Assim, quero começar por saudar todos os homens e mulheres do território dos Açores que, investidos em cargos de responsabilidade e autoridade, dão o seu melhor para a construção deste Reino de justiça e paz.  Saúdo igualmente, e de forma agradecida, todos os leigos que vivem a sua participação laical também nos órgãos eclesiais: nos diversos conselhos paroquiais de pastoral e da administração dos bens, nos movimentos, secretariados ou serviços diocesanos, os consagrados e leigos que, aqui ou nas eucaristias pelas 9 ilhas do arquipélago, “acertam o passo” para avançarmos juntos na sementeira da esperança. Todos, todos, todos! Contamos todos, caminhemos com todos, sejamos esperança para todos! Isto mesmo propomos no Itinerário Pastoral para 2024/25.

Por vontade do Papa Francisco, neste dia de Cristo Rei, celebra-se o Dia Mundial da Juventude, um dia para viver, olhos nos olhos, com os nossos jovens para que os corações batam em uníssono. Fazemo-lo lembrando esse evento único que foram as Jornadas Mundiais em Lisboa e que queremos continuem a ser referência para a Igreja e a própria humanidade. Não se pode deixar de surfar a onda do amor, como dizia o Papa. E, neste contexto, deu o mote aos jovens para este Dia: “alegres na esperança”! O Papa lembra que os jovens não são o futuro da Igreja, “são o presente”. E diz ainda que “se não estiverem hoje, também não estarão no futuro”!!!

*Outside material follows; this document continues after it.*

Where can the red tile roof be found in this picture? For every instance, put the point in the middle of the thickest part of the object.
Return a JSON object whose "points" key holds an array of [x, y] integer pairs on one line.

Todos ouvimos que é preciso rejuvenescer a Igreja e a sociedade, abrir espaços e dinâmicas de participação para que todos os jovens se sintam protagonistas da renovação da Igreja e do mundo. Venham, caros jovens, caminhemos todos, todos, todos, caminhemos na esperança. Quanto a nós adultos, façamos tudo para que que eles vejam, mesmo que não possam ou queiram, que os seus lugares estão livres, sintam que são importantes e necessários com as suas ideias, a sua forma espontânea de criar amizades, de ser criativos, de desenvolver sonhos e desbravar caminhos novos. Peçamos-lhes ajuda para sonhar esta Igreja sinodal de que temos necessidade.

A eles e a todos os açorianos quero pedir que procurem escutar e dialogar para interiorizar o sentido das linhas programáticas do nosso Itinerário Pastoral para a diocese centrado na esperança. Há no ar um sentimento de um novo início, já desde o começo da pandemia. Não um reinício que significa tentar começar do mesmo ponto de antes, mas fazer o “reset”, isto é , voltar aos  inícios, a Jesus Cristo! Assim, como o Ciclo litúrgico que hoje termina vê nascer um novo, peço ao nosso Bom Jesus, Rei do Universo, que nos assista com o Seu Espírito Santo para este novo início.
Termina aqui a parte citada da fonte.